Une intrigue spécifique double celle de la série, pour donner du sel à cette recherche de paternité. Un thème dans l’air de notre temps qui fait se rejoindre Nelson et McGill.
Le Mi-Ka-Do sera quasiment l’unité de lieu. Ce cabaret accueille Jimmy et une ribambelle d’animateurs, musicien(ne)s, chanteuses et autres éleveurs de chiens, qui essaient de faire vivre, en survivant, la scène. Sous l’influence de Jimmy, les spectacles changeront. Les airs de Irving Berlin, « Alexander’s ragtime Band » notamment, sorte de bande son de ce livre, remplaceront ceux de l’avant guerre. Le jazz vient féconder la chanson française.

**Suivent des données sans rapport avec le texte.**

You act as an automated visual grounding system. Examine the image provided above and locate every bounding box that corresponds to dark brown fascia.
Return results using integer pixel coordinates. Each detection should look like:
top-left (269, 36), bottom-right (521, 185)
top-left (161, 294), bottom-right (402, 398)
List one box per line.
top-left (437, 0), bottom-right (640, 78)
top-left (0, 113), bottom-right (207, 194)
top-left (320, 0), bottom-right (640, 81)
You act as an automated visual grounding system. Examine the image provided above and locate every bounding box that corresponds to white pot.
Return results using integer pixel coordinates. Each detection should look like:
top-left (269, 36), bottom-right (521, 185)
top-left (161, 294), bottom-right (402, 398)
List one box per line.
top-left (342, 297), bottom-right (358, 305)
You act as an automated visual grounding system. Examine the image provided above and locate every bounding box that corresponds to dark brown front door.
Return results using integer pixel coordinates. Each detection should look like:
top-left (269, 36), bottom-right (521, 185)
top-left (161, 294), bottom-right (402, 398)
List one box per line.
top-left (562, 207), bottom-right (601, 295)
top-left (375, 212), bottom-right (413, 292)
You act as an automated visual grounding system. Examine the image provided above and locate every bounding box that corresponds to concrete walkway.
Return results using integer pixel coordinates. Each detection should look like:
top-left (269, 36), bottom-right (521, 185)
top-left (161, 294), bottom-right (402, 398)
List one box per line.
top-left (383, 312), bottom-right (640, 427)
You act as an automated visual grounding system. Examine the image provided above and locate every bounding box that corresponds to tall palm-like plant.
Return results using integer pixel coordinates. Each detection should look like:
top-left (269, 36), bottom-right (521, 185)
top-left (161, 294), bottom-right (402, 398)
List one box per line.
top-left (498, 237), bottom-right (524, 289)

Cette petite troupe connaîtra des morts en grand nombre. Elle se trouve décimée. Pourquoi ? Quel rapport avec la disparition du financeur des spectacles du cabaret, fou de cinéma – l’autre anti-art en train de prendre de l’importance ? Pourquoi Jimmy est-il menacé ?
D’un seul coup vous êtes transporté dans ce Paris des années 20 et Jimmy Nelson vous devient proche. On a envie de le retrouver… Un seul reproche : la bande son n’est pas complète.
Nicolas Béniès.
« Lumière du monde », James Lee Burke, traduit par Christophe Mercier, Rivages/Thriller ; « En bout de course », Walter Mosley, traduit par Oristelle Bonis, Babel/Actes Sud ; « Le pas du renard », Claude Izner, 10/18.